6.170 / Spring 2001 / Lecture 6 Card Answers

Handout L6-QA


Question: How do you deal with a specification such as:
/**
 * @effects: returns a random int
 **/
int foo ();
Would the implementation
int foo() {
  return 3;
}
satisfiy it?
Answer: This example serves to highlight how unclear English can be at times. It really depends on what the specifier meant by "random"; if the intention was to return an arbitrary int, then returning 3 is a perfectly good implementation. If, however, the specifier wanted a random integer (i.e. something that would produce a sequence of values with non-zero variance) that changed from one invocation to another, than returning 3 would not satisfy the spec. In short, the spec was unclear.

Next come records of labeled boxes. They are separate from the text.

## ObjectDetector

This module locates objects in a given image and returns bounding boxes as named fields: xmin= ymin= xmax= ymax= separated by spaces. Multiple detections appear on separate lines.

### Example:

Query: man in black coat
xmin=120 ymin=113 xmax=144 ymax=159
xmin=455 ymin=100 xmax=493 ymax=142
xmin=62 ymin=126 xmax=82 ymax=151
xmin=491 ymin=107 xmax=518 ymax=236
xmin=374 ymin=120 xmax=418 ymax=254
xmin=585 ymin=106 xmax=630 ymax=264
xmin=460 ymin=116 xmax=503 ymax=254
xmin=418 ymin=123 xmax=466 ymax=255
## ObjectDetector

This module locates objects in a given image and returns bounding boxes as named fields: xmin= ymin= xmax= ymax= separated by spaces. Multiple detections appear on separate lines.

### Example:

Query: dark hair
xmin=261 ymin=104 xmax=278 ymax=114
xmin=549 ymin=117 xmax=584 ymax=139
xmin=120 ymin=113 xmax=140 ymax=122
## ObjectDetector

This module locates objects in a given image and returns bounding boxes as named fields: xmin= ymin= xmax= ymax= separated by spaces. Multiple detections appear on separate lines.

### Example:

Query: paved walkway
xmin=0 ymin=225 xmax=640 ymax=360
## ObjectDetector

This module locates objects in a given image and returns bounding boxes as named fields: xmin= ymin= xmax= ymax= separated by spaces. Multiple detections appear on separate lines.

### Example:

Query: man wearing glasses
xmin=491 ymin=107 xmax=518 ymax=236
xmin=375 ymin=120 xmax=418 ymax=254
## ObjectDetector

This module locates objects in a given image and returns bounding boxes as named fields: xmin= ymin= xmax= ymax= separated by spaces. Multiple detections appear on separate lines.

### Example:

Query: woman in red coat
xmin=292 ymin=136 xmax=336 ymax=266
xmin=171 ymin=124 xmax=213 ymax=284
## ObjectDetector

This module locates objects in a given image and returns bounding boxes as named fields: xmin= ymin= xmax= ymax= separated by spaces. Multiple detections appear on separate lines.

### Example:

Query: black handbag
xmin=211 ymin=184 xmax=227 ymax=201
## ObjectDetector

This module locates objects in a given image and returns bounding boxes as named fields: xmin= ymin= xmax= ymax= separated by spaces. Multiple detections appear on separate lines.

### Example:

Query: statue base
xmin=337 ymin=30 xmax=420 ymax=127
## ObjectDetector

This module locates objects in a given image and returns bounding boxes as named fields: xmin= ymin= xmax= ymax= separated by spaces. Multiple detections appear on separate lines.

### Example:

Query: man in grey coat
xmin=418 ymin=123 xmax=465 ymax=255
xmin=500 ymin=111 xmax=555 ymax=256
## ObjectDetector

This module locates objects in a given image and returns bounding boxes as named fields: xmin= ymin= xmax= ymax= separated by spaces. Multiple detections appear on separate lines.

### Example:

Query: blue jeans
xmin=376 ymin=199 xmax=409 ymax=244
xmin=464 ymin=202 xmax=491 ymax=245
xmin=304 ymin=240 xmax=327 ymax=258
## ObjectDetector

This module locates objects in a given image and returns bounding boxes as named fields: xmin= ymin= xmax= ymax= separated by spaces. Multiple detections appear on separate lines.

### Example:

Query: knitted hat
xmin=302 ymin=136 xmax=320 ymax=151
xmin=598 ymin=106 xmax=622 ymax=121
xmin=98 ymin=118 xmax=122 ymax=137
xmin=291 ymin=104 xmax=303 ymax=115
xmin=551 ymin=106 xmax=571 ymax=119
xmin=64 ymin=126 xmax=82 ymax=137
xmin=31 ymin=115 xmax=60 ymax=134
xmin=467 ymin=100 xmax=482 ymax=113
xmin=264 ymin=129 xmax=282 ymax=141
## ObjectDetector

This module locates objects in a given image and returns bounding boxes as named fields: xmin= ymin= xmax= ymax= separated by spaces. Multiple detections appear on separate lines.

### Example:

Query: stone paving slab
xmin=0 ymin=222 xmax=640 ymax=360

Question: I don't understand the difference between cohesion and coupling.
Answer: In lecture cohesion was used to describe how well a certain module in a program fits together. All of the operations should be related and the module should function cleanly and make sense as a unit. Coupling was used to describe the connection between different modules. These connections tend to be fewer and looser and generally are desired to be kept to a minimum.

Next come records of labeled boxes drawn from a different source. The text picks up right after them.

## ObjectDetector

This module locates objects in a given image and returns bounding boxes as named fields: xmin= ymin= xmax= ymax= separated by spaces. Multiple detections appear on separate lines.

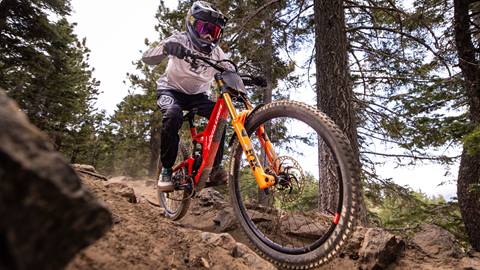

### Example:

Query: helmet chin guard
xmin=185 ymin=1 xmax=227 ymax=54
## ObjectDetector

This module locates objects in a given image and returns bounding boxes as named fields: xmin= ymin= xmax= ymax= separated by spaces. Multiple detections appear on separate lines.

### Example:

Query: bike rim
xmin=235 ymin=113 xmax=343 ymax=255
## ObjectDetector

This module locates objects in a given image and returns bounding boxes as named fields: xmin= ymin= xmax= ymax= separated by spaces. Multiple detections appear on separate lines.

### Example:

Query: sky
xmin=70 ymin=0 xmax=458 ymax=198
xmin=70 ymin=0 xmax=177 ymax=114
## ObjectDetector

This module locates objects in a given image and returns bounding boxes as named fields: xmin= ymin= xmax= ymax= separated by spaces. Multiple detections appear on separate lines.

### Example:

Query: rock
xmin=0 ymin=89 xmax=112 ymax=269
xmin=411 ymin=224 xmax=462 ymax=259
xmin=197 ymin=188 xmax=225 ymax=207
xmin=457 ymin=252 xmax=480 ymax=270
xmin=340 ymin=227 xmax=368 ymax=260
xmin=108 ymin=175 xmax=133 ymax=183
xmin=358 ymin=228 xmax=405 ymax=269
xmin=72 ymin=164 xmax=97 ymax=173
xmin=213 ymin=208 xmax=237 ymax=232
xmin=105 ymin=183 xmax=137 ymax=203
xmin=189 ymin=232 xmax=276 ymax=270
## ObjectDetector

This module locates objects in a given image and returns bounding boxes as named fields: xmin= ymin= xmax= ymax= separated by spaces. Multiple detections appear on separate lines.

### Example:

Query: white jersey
xmin=142 ymin=32 xmax=229 ymax=95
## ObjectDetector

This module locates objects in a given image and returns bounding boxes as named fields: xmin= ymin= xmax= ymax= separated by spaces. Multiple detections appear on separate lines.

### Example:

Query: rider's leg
xmin=157 ymin=91 xmax=183 ymax=192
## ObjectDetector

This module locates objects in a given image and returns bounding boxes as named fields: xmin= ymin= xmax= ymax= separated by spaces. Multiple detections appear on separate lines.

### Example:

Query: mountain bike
xmin=158 ymin=52 xmax=360 ymax=269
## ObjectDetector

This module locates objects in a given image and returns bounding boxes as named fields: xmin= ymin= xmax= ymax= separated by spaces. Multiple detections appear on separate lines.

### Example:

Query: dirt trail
xmin=68 ymin=170 xmax=480 ymax=270
xmin=67 ymin=175 xmax=275 ymax=270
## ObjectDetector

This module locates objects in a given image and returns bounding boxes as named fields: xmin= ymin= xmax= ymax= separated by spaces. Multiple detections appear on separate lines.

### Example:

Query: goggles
xmin=195 ymin=20 xmax=222 ymax=41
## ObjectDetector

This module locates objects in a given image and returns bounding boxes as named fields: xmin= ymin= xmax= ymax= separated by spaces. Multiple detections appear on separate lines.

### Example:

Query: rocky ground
xmin=68 ymin=166 xmax=480 ymax=270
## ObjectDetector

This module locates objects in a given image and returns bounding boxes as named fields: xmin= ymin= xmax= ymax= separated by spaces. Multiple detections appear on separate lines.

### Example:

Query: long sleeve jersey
xmin=142 ymin=32 xmax=231 ymax=95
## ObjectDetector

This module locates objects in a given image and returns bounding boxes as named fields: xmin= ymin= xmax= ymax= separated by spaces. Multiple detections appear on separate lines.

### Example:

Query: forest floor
xmin=67 ymin=170 xmax=480 ymax=270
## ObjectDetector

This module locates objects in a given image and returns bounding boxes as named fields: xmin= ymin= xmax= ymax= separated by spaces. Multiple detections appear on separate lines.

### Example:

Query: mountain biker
xmin=142 ymin=1 xmax=228 ymax=192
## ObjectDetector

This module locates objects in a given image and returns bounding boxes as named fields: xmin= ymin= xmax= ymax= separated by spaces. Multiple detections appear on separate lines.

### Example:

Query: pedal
xmin=205 ymin=182 xmax=227 ymax=188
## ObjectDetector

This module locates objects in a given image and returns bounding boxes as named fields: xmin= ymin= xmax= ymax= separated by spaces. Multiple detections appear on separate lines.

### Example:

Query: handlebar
xmin=184 ymin=50 xmax=267 ymax=87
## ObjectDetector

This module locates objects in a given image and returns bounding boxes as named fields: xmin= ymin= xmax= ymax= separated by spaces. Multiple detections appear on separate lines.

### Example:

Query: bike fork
xmin=223 ymin=93 xmax=275 ymax=190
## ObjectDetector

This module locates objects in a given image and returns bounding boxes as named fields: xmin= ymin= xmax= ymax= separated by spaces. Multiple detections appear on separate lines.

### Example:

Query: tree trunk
xmin=0 ymin=0 xmax=17 ymax=33
xmin=314 ymin=0 xmax=367 ymax=224
xmin=454 ymin=0 xmax=480 ymax=251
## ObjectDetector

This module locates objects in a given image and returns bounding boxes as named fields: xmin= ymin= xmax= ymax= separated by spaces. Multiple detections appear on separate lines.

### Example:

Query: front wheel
xmin=229 ymin=101 xmax=359 ymax=269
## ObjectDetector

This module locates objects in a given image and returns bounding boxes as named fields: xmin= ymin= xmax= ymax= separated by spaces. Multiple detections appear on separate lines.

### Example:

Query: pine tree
xmin=0 ymin=0 xmax=99 ymax=161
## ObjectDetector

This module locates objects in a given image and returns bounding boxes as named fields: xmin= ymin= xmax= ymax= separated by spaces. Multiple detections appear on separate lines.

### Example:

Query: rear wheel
xmin=229 ymin=101 xmax=359 ymax=269
xmin=157 ymin=142 xmax=192 ymax=220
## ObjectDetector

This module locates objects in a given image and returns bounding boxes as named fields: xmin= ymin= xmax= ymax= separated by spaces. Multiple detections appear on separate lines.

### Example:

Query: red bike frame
xmin=173 ymin=96 xmax=229 ymax=191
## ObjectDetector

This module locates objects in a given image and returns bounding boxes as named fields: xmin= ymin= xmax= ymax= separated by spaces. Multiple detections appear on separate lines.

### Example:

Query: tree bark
xmin=0 ymin=0 xmax=16 ymax=33
xmin=454 ymin=0 xmax=480 ymax=251
xmin=314 ymin=0 xmax=367 ymax=224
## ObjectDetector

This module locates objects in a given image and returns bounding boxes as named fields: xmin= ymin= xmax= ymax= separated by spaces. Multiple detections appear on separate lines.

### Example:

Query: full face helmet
xmin=185 ymin=1 xmax=227 ymax=54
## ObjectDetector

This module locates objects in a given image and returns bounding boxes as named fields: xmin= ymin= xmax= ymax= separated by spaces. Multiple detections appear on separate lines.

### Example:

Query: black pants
xmin=157 ymin=90 xmax=225 ymax=168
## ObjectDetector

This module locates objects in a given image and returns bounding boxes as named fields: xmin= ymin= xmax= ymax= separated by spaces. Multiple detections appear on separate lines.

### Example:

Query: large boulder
xmin=411 ymin=224 xmax=462 ymax=259
xmin=0 ymin=89 xmax=112 ymax=269
xmin=358 ymin=228 xmax=405 ymax=269
xmin=105 ymin=183 xmax=137 ymax=203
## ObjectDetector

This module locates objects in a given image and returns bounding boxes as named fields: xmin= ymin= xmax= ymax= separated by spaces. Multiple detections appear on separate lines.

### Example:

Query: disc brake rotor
xmin=273 ymin=156 xmax=305 ymax=202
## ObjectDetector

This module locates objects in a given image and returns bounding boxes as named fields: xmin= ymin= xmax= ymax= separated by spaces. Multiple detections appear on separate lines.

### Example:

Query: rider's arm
xmin=142 ymin=33 xmax=184 ymax=65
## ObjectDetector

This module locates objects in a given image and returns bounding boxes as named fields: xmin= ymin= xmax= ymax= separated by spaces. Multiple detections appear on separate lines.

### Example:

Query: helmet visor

The words really aren't that important; the real point was that a well designed system contains many components. Most of the interactions in the system should be between parts of a given component, and the number of interactions between separate components should be much fewer.

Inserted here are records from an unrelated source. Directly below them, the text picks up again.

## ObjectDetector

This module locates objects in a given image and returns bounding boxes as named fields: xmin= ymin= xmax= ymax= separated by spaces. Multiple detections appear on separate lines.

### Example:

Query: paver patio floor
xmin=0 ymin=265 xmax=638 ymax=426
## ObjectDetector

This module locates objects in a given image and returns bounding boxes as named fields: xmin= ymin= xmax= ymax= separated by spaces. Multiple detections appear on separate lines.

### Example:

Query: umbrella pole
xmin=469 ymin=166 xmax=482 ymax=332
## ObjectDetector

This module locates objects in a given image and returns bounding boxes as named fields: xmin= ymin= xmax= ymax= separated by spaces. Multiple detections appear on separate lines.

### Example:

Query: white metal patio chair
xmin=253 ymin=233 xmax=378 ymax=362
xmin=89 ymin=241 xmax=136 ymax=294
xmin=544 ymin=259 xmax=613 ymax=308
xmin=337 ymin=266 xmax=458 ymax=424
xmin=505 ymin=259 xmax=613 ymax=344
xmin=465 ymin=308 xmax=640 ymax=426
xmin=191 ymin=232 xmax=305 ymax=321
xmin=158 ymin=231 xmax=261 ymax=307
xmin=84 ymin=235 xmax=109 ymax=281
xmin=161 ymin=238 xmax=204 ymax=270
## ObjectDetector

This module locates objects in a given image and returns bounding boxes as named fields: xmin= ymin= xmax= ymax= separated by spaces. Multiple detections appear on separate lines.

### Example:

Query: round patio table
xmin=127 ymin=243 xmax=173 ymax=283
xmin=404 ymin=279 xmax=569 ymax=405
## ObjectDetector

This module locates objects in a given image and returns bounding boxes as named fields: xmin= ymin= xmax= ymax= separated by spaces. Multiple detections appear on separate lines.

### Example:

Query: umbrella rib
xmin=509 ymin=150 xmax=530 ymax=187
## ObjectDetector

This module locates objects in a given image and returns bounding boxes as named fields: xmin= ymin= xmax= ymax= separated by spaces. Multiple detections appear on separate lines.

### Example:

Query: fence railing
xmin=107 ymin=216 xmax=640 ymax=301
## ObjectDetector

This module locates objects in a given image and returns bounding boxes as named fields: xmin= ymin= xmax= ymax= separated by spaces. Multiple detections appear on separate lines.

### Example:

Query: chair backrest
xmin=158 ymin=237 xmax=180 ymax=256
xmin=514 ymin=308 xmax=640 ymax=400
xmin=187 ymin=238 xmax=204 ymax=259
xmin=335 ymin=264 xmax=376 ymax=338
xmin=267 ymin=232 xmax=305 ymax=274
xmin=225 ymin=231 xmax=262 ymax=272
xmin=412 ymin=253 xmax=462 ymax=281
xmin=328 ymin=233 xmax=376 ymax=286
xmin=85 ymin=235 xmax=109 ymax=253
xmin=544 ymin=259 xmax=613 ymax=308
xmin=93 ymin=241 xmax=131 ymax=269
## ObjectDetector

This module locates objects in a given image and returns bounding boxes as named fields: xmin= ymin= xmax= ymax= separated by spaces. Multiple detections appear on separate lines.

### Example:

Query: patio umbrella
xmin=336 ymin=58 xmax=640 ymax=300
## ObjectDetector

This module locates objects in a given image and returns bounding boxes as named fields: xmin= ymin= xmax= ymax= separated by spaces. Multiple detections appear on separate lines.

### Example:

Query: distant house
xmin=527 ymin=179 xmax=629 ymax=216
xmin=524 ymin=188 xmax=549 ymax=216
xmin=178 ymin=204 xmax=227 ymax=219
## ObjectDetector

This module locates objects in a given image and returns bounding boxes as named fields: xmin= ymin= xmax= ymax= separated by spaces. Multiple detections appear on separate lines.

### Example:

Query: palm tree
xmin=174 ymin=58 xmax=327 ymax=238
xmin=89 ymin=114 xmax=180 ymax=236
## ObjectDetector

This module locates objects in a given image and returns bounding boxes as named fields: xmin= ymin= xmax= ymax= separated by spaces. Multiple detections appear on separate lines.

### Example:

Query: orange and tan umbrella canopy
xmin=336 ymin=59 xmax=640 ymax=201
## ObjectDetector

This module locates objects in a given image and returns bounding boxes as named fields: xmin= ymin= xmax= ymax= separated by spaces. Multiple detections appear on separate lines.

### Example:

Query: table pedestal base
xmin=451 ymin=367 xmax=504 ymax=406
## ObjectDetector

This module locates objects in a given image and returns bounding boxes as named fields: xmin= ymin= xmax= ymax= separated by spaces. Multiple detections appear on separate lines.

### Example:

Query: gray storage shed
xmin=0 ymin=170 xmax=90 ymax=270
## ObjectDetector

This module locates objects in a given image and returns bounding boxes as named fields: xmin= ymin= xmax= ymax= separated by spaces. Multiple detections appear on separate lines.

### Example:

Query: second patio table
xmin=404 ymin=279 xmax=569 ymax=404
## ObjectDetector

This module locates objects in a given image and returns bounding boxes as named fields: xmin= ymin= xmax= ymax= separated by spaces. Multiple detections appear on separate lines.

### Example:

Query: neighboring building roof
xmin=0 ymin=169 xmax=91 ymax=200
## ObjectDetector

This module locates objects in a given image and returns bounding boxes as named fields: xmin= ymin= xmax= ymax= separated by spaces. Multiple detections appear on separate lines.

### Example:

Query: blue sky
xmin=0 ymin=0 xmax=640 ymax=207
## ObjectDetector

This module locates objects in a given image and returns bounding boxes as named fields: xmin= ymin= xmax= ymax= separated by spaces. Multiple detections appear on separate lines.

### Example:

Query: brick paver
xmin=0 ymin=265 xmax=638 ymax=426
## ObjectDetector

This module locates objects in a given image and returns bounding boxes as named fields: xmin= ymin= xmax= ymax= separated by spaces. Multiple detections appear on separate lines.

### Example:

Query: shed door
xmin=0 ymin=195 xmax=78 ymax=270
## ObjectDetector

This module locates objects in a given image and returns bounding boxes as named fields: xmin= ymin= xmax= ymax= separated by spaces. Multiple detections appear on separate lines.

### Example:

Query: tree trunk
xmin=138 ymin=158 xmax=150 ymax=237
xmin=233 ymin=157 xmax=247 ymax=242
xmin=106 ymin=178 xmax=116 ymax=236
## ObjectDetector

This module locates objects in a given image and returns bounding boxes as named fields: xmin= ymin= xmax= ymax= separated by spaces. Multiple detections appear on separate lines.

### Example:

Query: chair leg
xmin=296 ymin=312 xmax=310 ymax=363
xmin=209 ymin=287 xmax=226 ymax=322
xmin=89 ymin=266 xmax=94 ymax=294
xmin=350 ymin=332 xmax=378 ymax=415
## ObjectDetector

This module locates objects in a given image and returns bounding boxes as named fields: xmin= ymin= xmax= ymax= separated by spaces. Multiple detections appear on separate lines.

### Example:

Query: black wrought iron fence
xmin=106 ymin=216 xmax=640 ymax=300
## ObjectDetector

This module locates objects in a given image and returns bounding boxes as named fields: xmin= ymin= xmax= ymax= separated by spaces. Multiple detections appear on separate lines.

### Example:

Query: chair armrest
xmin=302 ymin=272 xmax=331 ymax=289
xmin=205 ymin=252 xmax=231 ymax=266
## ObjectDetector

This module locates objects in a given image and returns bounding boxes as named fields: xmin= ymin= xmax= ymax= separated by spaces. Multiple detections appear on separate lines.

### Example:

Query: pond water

Question: Can we treat all of the specifications we write as being restricted to the domain specified by the requires?
Answer: Of course. That's the whole point to having a requires clause. :)

Question: When is one spec stronger than another?
Answer: One spec is strong then another when it permits fewer implementations. Essentially if all possible implementations of spec A are also valid implementations of spec B, then spec A is stronger than spec B.

Question: When does a transition set satisfy a specification?
Answer: When the transition set for an implementation is a subset of the transition spec for a specification then the implementation satisfies the spec.

This could becoming confusing, however, if you consider the specifications transition set to only include transitions for the cases when the precondition was valid. If, however, you include in the specification all transitions from any state with an invalid precondition to any state whatsoever, then any implementation which has a transition set which is a subset is a valid implementation.